Ces révélations signifient que le gouvernement israélien a permis et encouragé le meurtre de ses propres citoyens et qu’il est responsable des morts survenues ce jour-là. Cette conspiration criminelle visait à fabriquer un prétexte pour un génocide planifié de longue date contre la population de Gaza.
De plus, il est impossible de croire que les États-Unis n’étaient pas informés des plans du Hamas, dans des conditions où non seulement les services de renseignement israéliens, mais encore ceux de l’Égypte étaient prévenus à l’avance de l’attaque. Tout indique qu’il s’agit d’un complot impliquant Israël, le gouvernement Biden et probablement aussi les agences de renseignement britanniques et européennes.

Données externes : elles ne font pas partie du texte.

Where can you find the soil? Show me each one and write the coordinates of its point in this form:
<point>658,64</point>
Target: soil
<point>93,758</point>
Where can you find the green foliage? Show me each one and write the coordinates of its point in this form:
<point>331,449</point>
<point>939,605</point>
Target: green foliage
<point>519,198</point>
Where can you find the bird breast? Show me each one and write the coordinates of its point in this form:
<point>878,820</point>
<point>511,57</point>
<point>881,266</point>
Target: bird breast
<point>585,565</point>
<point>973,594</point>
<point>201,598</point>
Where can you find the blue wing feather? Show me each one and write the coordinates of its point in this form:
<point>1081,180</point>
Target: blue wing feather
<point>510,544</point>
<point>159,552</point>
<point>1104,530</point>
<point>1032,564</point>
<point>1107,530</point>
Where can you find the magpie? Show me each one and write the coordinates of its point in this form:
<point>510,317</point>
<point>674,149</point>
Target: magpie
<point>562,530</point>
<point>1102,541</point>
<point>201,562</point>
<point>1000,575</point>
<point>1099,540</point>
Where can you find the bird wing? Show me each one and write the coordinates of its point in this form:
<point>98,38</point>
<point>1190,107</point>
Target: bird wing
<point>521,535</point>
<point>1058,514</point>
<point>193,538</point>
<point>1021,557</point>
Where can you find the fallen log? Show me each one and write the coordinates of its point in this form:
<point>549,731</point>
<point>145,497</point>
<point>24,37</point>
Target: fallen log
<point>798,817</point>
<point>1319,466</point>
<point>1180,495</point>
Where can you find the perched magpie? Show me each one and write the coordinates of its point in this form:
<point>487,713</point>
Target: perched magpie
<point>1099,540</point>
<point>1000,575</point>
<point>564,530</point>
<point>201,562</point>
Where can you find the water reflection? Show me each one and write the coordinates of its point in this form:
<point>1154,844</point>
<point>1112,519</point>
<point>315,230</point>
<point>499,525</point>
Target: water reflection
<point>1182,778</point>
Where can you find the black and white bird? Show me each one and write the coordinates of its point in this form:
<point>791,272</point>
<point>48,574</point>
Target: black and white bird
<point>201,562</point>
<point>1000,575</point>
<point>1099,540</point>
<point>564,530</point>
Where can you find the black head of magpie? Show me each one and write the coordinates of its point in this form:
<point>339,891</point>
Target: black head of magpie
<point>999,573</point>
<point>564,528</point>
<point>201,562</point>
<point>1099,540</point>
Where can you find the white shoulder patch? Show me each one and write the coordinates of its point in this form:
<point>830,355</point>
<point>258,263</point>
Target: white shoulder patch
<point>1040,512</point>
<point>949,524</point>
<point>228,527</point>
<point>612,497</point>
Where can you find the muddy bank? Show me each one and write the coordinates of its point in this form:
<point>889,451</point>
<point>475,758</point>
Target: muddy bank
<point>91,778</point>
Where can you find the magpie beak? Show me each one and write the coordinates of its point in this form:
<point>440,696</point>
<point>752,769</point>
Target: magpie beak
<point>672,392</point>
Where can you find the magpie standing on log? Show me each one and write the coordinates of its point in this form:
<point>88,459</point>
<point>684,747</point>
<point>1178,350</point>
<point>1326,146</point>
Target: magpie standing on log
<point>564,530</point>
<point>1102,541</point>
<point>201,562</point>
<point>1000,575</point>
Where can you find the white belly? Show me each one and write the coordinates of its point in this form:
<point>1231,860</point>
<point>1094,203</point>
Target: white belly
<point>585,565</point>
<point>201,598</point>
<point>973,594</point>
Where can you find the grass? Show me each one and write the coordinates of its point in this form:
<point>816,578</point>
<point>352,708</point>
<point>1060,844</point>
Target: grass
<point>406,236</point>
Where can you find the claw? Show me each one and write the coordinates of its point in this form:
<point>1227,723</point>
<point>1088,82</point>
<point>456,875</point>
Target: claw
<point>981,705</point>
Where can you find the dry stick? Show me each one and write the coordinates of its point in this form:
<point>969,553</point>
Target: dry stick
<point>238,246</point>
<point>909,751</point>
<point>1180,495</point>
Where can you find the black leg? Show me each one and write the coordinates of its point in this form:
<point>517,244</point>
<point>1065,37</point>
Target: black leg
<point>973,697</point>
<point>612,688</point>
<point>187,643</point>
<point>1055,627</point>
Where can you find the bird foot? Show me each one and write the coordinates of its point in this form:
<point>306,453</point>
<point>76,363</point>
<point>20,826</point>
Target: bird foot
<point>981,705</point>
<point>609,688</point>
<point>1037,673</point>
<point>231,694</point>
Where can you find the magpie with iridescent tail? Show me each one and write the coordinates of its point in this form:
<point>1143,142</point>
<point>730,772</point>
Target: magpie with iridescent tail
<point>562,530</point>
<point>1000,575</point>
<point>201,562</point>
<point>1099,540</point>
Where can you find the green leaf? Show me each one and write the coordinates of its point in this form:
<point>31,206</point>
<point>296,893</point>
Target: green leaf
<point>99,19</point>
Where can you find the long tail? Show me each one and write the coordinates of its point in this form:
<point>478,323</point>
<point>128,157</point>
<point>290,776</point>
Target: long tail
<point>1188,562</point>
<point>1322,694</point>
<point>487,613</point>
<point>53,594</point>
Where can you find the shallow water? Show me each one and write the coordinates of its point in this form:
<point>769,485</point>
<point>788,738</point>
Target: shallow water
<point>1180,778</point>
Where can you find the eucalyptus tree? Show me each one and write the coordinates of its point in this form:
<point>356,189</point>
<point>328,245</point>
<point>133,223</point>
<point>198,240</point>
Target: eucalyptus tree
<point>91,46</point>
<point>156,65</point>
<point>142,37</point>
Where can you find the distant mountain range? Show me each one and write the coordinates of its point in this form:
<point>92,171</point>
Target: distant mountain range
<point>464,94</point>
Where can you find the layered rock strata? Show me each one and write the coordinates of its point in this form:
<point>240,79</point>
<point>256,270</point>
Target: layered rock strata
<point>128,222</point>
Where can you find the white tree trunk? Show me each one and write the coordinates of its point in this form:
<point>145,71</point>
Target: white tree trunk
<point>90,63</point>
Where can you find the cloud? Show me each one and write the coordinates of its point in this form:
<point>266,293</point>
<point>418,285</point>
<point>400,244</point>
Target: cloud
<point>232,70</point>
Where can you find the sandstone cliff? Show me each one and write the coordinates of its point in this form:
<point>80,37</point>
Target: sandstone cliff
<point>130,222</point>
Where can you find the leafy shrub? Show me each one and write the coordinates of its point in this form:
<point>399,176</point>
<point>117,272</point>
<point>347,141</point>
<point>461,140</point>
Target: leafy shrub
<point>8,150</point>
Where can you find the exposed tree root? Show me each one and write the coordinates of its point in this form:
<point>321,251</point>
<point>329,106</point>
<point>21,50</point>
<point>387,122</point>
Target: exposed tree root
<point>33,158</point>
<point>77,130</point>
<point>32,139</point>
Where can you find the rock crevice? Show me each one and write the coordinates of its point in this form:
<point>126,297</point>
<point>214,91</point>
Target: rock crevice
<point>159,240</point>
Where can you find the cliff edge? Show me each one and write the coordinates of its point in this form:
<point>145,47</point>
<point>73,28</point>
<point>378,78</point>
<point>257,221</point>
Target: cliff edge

Le Times a publié cet article lundi, alors qu’Israël lançait une nouvelle vague d’attaques sur Gaza au cours d’une visite d’Antony Blinken. La présence du secrétaire d’État américain avait pour but non seulement d’exprimer le soutien des États-Unis à cette nouvelle attaque, mais aussi de gérer la réponse à la divulgation de ce complot.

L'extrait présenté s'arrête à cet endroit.